Peer review process
Not revised: This Reviewed Preprint includes the authors’ original preprint (without revision), an eLife assessment, and public reviews.
Read more about eLife’s peer review process.Editors
- Reviewing EditorPatrícia BeldadeUniversity of Lisbon, Lisbon, Portugal
- Senior EditorChristian RutzUniversity of St Andrews, St Andrews, United Kingdom
Reviewer #1 (Public Review):
This manuscript describes a series of experiments documenting trophic egg production in a species of harvester ant, Pogonomyrmex rugosus. In brief, queens are the primary trophic egg producers, there is seasonality and periodicity to trophic egg production, trophic eggs differ in many basic dimensions and contents relative to reproductive eggs, and diets supplemented with trophic eggs had an effect on the queen/worker ratio produced (increasing worker production).
The manuscript is very well prepared and the methods are sufficient. The outcomes are interesting and help fill gaps in knowledge, both on ants as well as insects, more generally. More context could enrich the study and flow could be improved.
Reviewer #2 (Public Review):
The manuscript by Genzoni et al. provides evidence that trophic eggs laid by the queen in the ant Pogonomyrmex rugosis have an inhibitory effect on queen development. The authors also compare a number of features of trophic eggs, including protein, DNA, RNA, and miRNA content, to reproductive eggs. To support their argument that trophic eggs have an inhibitory effect on queen development, the authors show that trophic eggs have a lower content of protein, triglycerides, glycogen, and glucose than reproductive eggs, and that their miRNA distributions are different relative to reproductive eggs. Although the finding of an inhibitory influence of trophic eggs on queen development is indeed arresting, the egg cross-fostering experiment that supports this finding can be effectively boiled down to a single figure (Figure 6). The rest of the data are supplementary and correlative in nature (and can be combined), especially the miRNA differences shown between trophic and reproductive eggs. This means that the authors have not yet identified the mechanism through which the inhibitory effect on queen development is occurring. To this reviewer, this finding is more appropriate as a short report and not a research article. A full research article would be warranted if the authors had identified the mechanism underlying the inhibitory effect on queen development. Furthermore, the article is written poorly and lacks much background information necessary for the general reader to properly evaluate the robustness of the conclusions and to appreciate the significance of the findings.

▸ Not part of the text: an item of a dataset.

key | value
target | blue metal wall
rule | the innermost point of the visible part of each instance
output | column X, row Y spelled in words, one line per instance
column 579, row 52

Reviewer #3 (Public Review):
In "Trophic eggs affect caste determination in the ant Pogonomyrmex rugosus" Genzoni et al. probe a fundamental question in sociobiology, what are the molecular and developmental processes governing caste determination? In many social insect lineages, caste determination is a major ontogenetic milestone that establishes the discrete queen and worker life histories that make up the fundamental units of their colonies. Over the last century, mechanisms of caste determination, particularly regulators of caste during development, have remained relatively elusive. Here, Genzoni et al. discovered an unexpected role for trophic eggs in suppressing queen development - where bi-potential larvae fed trophic eggs become significantly more likely to develop into workers instead of gynes (new queens). These results are unexpected, and potentially paradigm-shifting, given that previously trophic eggs have been hypothesized to evolve to act as an additional intra-colony resource for colonies in potentially competitive environments or during specific times in colony ontogeny (colony foundation), where additional food sources independent of foraging would be beneficial. While the evidence and methods used are compelling (e.g., the sequence of reproductive vs. trophic egg deposition by single queens, which highlights that the production of trophic eggs is tightly regulated), the connective tissue linking many experiments is missing and the downstream mechanism is speculative (e.g., whether miRNA, proteins, triglycerides, glycogen levels in trophic eggs is what suppresses queen development). Overall, this research elevates the importance of trophic eggs in regulating queen and worker development but how this is achieved remains unknown.